The Mission Sonoma is located in the heart of Sonoma California, between the cities of napa and Santa Rosa off State Hwy 12. The town of Sonoma is also in the heart of the beautiful Sonoma Valley wine country which this area north of San Francisco Bay is so noted for. It's also adjacent to the popular Napa Valley wine country. The old Spanish mission and the entire town of Sonoma is part of the Sonoma State Historic Park. Parts of Sonoma State Historic Park include the Mission San Francisco Solano, the Blue Wing Inn, Sonoma Barracks, the Toscano Hotel, the Servants Quarters Vallejo's Home. Visitors typically walk through the streets surrounding Sonoma's historic central plaza. Adding the Sonoma State Historic park to your tour of the local wineries make for a perfect Sonoma wine country vacation or weekend getaway.
The two most significant facts about the mission is that it was completed after the Mexican Revolution which drove the Spaniards from Alto California. The second is that it was the very last of the twenty-one California missions built. The first was founded in San Diego by Father Junipero Serra and the last was the Mission Sonoma. The Spaniards constructed missions in California for a few reasons. One was to help colonize the region and convert the Natives to Christianity. The missions also helped Spain lay claim to the area which had both British and Russian settlements to the north in present day Oregon and Washington states. The Russians actually had settlements as far south as Fort Ross on the Pacific coast just north of the San Francisco Bay area. Many historians note that the Russian and British presence to the north is probably the reason that the mission building didn't go any further north than Sonoma. The mission building effort just about stopped after the Mexican Revolution and Spain's exit from North America however the Sonoma Mission which officially was named Mission San Francisco Solano was actually built by the Mexicans. There is also information that the Mexicans did attempt to build a twenty-second mission in Santa Rosa just to the northwest of Sonoma but the plans were scrapped.

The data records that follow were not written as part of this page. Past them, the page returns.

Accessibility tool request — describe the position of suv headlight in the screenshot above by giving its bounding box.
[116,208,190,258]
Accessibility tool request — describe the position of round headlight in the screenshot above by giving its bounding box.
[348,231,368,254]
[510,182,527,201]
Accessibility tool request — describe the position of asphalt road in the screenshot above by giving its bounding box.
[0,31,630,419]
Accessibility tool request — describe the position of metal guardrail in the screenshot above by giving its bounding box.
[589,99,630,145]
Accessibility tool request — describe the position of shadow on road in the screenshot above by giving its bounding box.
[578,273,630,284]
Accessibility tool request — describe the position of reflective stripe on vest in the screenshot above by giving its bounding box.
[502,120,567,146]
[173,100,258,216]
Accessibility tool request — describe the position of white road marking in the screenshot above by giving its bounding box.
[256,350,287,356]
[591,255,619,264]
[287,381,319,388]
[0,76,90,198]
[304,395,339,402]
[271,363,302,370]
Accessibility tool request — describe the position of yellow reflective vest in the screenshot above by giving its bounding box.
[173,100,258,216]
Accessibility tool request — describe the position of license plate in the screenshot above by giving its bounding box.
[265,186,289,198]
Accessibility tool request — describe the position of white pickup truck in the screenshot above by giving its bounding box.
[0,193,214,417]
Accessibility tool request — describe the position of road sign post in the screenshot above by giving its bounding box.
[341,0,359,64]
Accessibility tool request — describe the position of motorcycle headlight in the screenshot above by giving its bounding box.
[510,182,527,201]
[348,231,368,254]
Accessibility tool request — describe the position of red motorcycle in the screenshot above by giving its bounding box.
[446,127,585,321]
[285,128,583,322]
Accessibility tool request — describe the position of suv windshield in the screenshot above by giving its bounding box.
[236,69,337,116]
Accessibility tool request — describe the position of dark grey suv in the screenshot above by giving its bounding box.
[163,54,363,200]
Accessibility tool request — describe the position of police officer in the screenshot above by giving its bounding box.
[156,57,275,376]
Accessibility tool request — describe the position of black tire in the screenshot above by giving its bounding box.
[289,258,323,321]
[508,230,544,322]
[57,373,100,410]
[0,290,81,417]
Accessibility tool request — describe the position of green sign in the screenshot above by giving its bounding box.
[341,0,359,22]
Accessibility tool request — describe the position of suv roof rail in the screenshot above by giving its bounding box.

|Mission San Francisco Solano Bell|
The mission was basically in ruins by the year 1839. Through the years the mission was used for many purposes including as a blacksmith's shop and a barn. By 1846 the town was even taken over by white settlers as part of the historic Bear Flag Revolt. Many white settlers had migrated to the region over the years and what happened in California with the Bear Flag Revolt is not too unlike what occurred in Texas with the revolution against the Mexicans. Most historians point out that it probably was the success of the Texans over the Mexicans that sowed the seeds of what would eventually happen in California.

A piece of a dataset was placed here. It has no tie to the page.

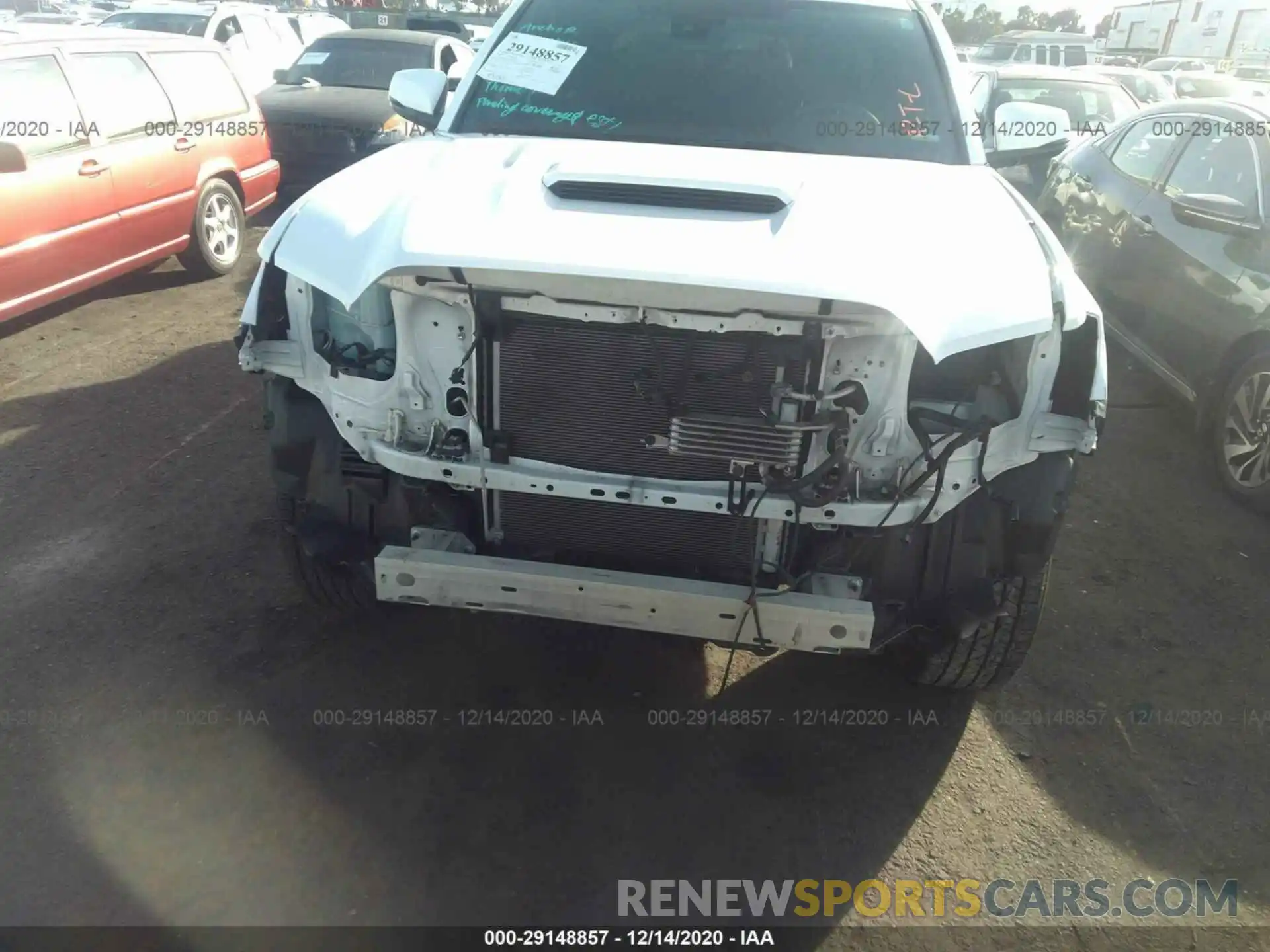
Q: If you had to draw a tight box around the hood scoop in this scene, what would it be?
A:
[542,170,794,214]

The Blue Wing Inn and sometimes referred to as the Blue Wing Hotel pictured left is located directly across the street from the mission and just around the corner from the plaza. The adobe structure was built by General Vallejo in 1849 to help accommodate the many visitors to the area. It's believed that the Blue Wing was the very first hotel built north of San Francisco and that it's considered today to be the oldest adobe structure visible to the public north of San Francisco Bay.
Another historic structure a few doors west of Mission Sonoma and facing the Sonoma plaza is the wide balconied two story adobe structure that housed Mexican troops. This site is referred to as the Sonoma Barracks which are pictured below right. The troops were under the command of General Vallejo and arrived in Sonoma in 1834. General Vallejo at the time was commandant at the Presidio of San Francisco and was given orders to move his troops up to Sonoma. From that year until 1846, Sonoma was the home of the Frontera del Norte. General Vallejo made his headquarters there. Research indicates that General Vallejo himself commanded many of the more than 100 Mexican Army expeditions originating from Sonoma to subdue the local Indians who had offered up resistance to Mexican rule.
Another must see historic site also directly facing Sonoma plaza is the Toscano Hotel. The structure was built in 1851 which was one year after California achieved statehood. The building represents the oldest commercial wood frame structure in Sonoma. In its early years, the building similar to others served many different purposes including warehouse, general store, and lending library. An Italian immigrant by the name of Settimo Ciucci and his partner began renting the building in 1886. They converted the structure to a working mans hotel and named it the Toscano. There were a great number of Italian immigrants who had moved to the area to work the basalt quarry behind the hotel. Interestingly, the basalt blocks from the Sonoma quarry were used to pave the streets of San Francisco. For the Sonoma tourist the hotel is open for exploration and you can view the inside that's filled with period furniture.
Touring the Sonoma wine country is one of California's most popular vacation pastimes. It's a combination of enjoying the scenery, visiting the wineries and viewing some of the oldest historic landmarks in the entire state.
Another very popular stop is the Jack London State Historic Park which is just northwest of the town of Sonoma. The Jack London State Park comprises 40 acres of what was once the large estate of the writer Jack London.This is one of the most popular parks in northern California. (Photos are from author's private collection.)